It's not difficult to understand the rationale. In the light of overwhelming evidence, Germans, like Americans after Mai Lai or Abu Ghraib, can confess to the brutality and sadism of some of their "atypical" countrymen in uniform.
But to admit that one's caring father or grandfather, whose photo rests on the mantelpiece, enjoyed massacring helpless civilians is so wrenching a thought as to mobilize every psychological self-defense mechanism.
These defenses were put to the test in 1999, when the Wehrmacht Exhibition opened in Munich, the cradle of Nazism, and went on to tour major German cities in the following five years.
Included in the exhibit were photos and letters that ordinary Wehrmacht soldiers on the Russian front had sent to the folks at home, much as tourists might mail pictures of exotic landmarks and colorful natives.
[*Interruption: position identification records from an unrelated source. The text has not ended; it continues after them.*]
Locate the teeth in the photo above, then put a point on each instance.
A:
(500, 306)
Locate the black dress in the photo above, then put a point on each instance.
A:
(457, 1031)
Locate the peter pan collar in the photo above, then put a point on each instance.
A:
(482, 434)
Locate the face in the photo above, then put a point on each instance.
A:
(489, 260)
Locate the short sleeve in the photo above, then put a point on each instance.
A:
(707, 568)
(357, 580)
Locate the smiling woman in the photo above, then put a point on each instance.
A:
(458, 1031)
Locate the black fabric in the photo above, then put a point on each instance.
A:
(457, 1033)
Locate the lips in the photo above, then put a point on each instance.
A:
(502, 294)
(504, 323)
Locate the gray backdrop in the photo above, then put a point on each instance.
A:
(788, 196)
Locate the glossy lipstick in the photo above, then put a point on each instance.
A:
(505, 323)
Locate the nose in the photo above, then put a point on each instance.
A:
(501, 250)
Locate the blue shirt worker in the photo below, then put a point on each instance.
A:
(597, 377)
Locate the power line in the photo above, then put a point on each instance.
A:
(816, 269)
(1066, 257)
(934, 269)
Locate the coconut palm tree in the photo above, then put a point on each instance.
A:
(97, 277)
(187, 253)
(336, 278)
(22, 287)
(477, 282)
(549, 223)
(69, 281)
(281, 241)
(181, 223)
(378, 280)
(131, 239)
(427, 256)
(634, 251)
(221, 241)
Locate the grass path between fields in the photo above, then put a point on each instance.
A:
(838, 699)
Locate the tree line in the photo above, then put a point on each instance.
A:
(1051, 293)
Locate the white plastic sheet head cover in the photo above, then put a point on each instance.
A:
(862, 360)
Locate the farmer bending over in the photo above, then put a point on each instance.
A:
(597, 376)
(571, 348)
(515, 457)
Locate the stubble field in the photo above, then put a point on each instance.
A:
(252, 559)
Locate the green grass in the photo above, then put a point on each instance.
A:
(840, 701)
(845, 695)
But these pictures and film snippets showed grinning German soldiers posing with the lynched bodies of civilians or playfully cutting off the beards of Jews or mowing down groups of naked women.
Wherever it went, the exhibit triggered demonstrations, not only by skinheads but also respectable burghers, who refused to believe what they had seen and claimed the photos and footage had been manufactured by Russian propagandists.
In "The Unknown Soldier," German director Michael Verhoeven sees the exhibit as a litmus test of German willingness to confront the past, a theme he examined earlier in "The White Rose" (1982) and "The Nasty Girl" (1990).
Verhoeven shows some excruciating material from the exhibit itself, but the film focuses mainly on the reactions of German historians, veterans and ordinary citizens to the indictment of widespread national guilt.
In choosing the film's title, Verhoeven played with an incendiary double meaning. The Unknown Soldier is, of course, among every nation's most revered icons, but in this case, the title also refers to the unknown crimes of the German fallen and surviving veterans.
Besides its emotional impact, the film cites some facts from German archives well worth noting.
While we tend to link the Holocaust to Auschwitz and other death camps, some 40 percent of victims were killed in individual and mass shootings.
Among some 4 million Russian prisoners of war taken by the German Wehrmacht in the early stages of the war, and who never returned, half were killed almost instantly and the other half died within nine months. Even here, Jewish POWs were separated from their comrades and shot first.
However, the film's most damning indictment of the Wehrmacht is that in all Nazi-occupied areas, the regular army's officers were in command and had the authority to support or block the SS death squads. With very few exceptions, Wehrmacht commanders gave the SS the green light.
"The Unknown Soldier" opens Oct. 19 at the Grande 4-Plex in downtown Los Angeles.